If she had met him at any other time, she’d have brooded on this idea. As it was, she just thought, Then this isn’t to be taken too seriously. He’s on the rebound. It would be doomed, anyway.




‘I’ll see you home,’ he told her, later, when they had stepped outside, after his mortifying song. They had sat on two peeling, white-painted, wooden chairs and talked – talked for hours – while she unconsciously denuded the chairs of paint.

She peered to see her watch. The music had ceased ages ago. Most of the guests, bar a few drunken stragglers, were long gone.

‘I’ve only had two beers. I think you can trust me not to kill you.’

She trusted him, anyway.

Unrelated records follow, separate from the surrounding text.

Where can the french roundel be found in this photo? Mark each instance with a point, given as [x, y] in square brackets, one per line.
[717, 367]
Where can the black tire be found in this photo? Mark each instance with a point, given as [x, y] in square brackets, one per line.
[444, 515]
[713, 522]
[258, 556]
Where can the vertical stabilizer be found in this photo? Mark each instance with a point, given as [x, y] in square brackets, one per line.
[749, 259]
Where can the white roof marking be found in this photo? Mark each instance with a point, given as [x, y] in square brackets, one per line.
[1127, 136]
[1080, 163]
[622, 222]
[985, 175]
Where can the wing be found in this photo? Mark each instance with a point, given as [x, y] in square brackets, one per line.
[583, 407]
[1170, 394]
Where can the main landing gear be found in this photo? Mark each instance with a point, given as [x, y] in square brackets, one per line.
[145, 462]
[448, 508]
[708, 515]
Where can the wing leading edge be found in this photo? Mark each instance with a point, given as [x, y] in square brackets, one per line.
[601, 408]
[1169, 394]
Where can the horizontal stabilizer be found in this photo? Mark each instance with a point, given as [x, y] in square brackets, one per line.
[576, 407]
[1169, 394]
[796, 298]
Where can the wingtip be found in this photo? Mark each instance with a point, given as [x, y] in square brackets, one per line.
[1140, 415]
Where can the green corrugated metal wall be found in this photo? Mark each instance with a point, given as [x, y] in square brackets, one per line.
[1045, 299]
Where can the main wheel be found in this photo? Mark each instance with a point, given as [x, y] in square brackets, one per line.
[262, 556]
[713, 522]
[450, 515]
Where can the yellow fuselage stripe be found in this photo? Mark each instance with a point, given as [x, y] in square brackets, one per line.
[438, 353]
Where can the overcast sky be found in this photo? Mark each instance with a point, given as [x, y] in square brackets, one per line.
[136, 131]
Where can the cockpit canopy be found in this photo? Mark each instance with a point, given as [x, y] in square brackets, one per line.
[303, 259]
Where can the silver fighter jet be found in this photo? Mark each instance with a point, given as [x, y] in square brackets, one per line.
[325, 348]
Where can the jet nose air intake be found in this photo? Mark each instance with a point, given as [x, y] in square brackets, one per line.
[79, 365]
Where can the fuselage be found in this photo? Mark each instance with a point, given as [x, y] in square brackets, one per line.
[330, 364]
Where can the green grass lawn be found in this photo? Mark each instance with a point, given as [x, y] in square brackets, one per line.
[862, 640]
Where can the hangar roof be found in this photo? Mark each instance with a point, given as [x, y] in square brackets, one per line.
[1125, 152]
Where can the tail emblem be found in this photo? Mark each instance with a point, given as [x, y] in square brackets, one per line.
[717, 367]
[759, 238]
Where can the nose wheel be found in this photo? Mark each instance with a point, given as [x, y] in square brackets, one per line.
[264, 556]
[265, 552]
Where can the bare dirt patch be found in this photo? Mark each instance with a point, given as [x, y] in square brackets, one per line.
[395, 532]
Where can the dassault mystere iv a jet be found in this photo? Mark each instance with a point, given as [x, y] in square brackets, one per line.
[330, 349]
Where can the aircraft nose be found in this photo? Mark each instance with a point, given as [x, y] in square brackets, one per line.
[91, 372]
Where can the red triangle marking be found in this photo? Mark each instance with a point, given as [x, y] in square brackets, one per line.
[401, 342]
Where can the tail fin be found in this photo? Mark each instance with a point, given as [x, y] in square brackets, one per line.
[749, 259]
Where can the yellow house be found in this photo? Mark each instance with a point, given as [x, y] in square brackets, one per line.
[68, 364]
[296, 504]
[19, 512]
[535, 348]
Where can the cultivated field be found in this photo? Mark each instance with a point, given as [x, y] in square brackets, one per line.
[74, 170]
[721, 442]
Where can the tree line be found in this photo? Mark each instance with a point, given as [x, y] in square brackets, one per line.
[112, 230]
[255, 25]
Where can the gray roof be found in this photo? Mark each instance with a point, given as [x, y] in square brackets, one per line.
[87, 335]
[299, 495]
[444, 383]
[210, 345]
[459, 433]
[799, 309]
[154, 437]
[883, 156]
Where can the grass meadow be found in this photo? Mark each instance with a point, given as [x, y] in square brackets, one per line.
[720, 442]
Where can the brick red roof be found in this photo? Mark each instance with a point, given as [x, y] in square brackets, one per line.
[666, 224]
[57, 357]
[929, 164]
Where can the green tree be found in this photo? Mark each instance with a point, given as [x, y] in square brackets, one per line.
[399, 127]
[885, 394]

Next, they were bulleting across the causeway in his car. She wound the window down. Strands of her hair danced against her cheek. The sand was slowly weighting with pools of seawater. Very soon it would be unwise for him to cross back. The sun was just coming up, and she didn’t want to let him go. Seals were singing on the sandbanks, puncturing the tonelessness of the morning. ‘I’m missing you already and I haven’t even said goodnight to you yet,’ he said, and snuffled a small laugh.

She didn’t answer, just processed the scope of what he’d said as she distantly listened to the language of larks rising on the morning air. He had taken hold of her hand.

‘When can I see you again?’ he asked, when they arrived at her door. He had got out of the car and come around to her side. ‘I mean, I assume I’m going to get to take you out on a proper date?’ He didn’t even say it like it was a question.

She had a feeling that everything about her life was going to be decided if she answered yes. And it was a glorious feeling. She was open to the recklessness of it – was sailing with it as though this were a new and enchanted form of travel. And yet . . .

He was already kissing her.

They must have kissed for ten minutes. Or perhaps it was two. When he stopped, she was dizzy. She was even more certain, and even more confused. ‘If you don’t go now, you won’t be going at all,’ she warned. Soon, the sea would fold around the island, wrapping up the locals in their own little world for those isolating few hours, dispassionately curbing an element of your free will. This occurrence of Northumberland nature would always sink Evelyn into the doldrums because she didn’t yet know the extent to which she was going to miss it.

‘And that will be just perfectly fine by me.’ He appeared in no hurry to go.

Looking out to the causeway, the increasing swell of grey seawater was now bathing the feet of a heron who was standing, blinking, in the sand.

‘Hanging around one moment longer is a very bad idea,’ she said, thinking, Will I see him again, or won’t I? Fate is going to have to decide.

Still he didn’t make any attempt to move. ‘Friday at seven o’clock?’ he asked. ‘I’ll come right here for you.’ He glanced up at their house, seeming curious and charmed by the place where she lived.

She found herself nodding, wordlessly.

‘I take it that’s a yes, then,’ he called after her, playfully.

She began walking to her front door. When she got there, she turned and looked at him again. He was getting back into his car. She watched him roll down the window.

‘If I get stuck, will you come rescue me?’

‘No!’ She chuckled, and parroted his words from earlier. ‘Go on, Eddy, live dangerously!’

He beamed a smile at her, then two seconds later he sped off. As she pushed open the door, she paused for the briefest of moments and listened to his engine burn a path through the silence.